Japanese Weightlifting Federation President Yuriko Koike has been elected the first female Governor of Tokyo today.
Koike, who has previously served as Japan's first female Defence Minister, beat Liberal Democratic Party candidate Hiroya Masuda and journalist Shuntaro Torigue.
She will replace Yōichi Masuzoe, who resigned last month after he was accused of misusing public funds.
Koike, 64, will now play a key role in orchestrating preparations for the Tokyo 2020 Olympic and Paralympic Games.
“I would like to implement new policies that no one has ever seen,” she said when on the cusp of victory.
The election of an official already versed in the sports world should come as a relief to the International Olympic Committee (IOC) ahead of a Tokyo 2020 presentation here during the IOC Session starting on Tuesday (August 2).
One of her first duties will be to receive the Olympic flag from Rio Mayor Eduardo Paes at the Closing Ceremony here on August 21.
Koike said she hopes to use the Olympics “as a chance to build for a new Tokyo beyond 2020”.
She will become the fourth Tokyo Governor since 2012, with the last three having resigned before the end of their four year terms.
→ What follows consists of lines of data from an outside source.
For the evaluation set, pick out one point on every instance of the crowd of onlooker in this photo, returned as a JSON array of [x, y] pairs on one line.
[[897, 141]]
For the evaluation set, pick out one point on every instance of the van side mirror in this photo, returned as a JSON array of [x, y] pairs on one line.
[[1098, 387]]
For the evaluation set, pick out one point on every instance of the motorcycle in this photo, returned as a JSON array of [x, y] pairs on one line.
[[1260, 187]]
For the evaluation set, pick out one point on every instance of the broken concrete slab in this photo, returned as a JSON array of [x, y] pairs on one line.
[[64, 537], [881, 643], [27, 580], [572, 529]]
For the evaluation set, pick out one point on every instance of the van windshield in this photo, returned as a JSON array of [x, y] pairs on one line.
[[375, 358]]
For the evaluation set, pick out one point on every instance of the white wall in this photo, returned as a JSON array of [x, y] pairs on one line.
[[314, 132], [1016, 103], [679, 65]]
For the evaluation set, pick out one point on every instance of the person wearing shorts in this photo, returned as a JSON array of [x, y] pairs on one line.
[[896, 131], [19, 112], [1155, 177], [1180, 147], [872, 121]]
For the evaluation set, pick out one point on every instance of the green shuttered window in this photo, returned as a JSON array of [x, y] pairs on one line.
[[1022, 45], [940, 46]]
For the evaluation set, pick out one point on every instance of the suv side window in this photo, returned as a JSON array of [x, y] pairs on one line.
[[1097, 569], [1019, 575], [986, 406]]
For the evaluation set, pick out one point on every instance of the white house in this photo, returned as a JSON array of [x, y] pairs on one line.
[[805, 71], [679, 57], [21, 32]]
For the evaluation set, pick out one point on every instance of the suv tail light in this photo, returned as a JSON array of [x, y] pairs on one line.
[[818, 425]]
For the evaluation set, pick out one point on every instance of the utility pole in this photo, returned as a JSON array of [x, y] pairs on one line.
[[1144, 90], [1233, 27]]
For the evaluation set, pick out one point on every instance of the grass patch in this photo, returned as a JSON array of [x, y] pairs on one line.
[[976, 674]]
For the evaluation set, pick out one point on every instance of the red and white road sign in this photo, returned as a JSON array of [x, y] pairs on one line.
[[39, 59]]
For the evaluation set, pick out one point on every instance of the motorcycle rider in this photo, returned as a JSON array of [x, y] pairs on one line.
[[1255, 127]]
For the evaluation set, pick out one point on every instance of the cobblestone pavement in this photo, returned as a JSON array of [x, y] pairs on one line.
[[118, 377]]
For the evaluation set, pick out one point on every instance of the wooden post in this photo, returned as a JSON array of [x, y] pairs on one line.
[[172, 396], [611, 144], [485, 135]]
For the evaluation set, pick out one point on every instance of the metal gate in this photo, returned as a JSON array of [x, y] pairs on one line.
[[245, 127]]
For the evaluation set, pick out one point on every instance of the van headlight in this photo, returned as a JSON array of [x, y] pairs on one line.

Masuzoe, who replaced Naoki Inose, quit on June 15 in the wake of continued calls for him to resign, which had overshadowed all other matters in the Japanese capital.
The 67-year-old former Health Minister was alleged to have spent JPY ¥213 million (£1.5 million/$2 million/€1.8 million) on eight trips during his first two-years in office, with claims he had used funds to holiday lavishly with his family.
Tokyo 2020 organisers claim that the furore surrounding Masuzoe was not a distraction to Games planners, who are still reeling from problems which have included the scrapping of initial plans for the newly-designed National Stadium and a plagiarism scandal surrounding the initial emblem choice.
These were followed by allegations of a suspicious payment made by Tokyo 2020 to Black Tidings, a Singapore-based firm with links to the son of former International Olympic Committee member Lamine Diack, during its successful campaign.
Black Tidings is already under investigation by French prosecutors as part of an inquiry into its use to channel money involved in the cover-up of Russian doping cases.
Japanese Olympic Committee President and Tokyo bid leader Tsunekazu Takeda insists the fee was for legitimate consultancy work, but the French probe is continuing.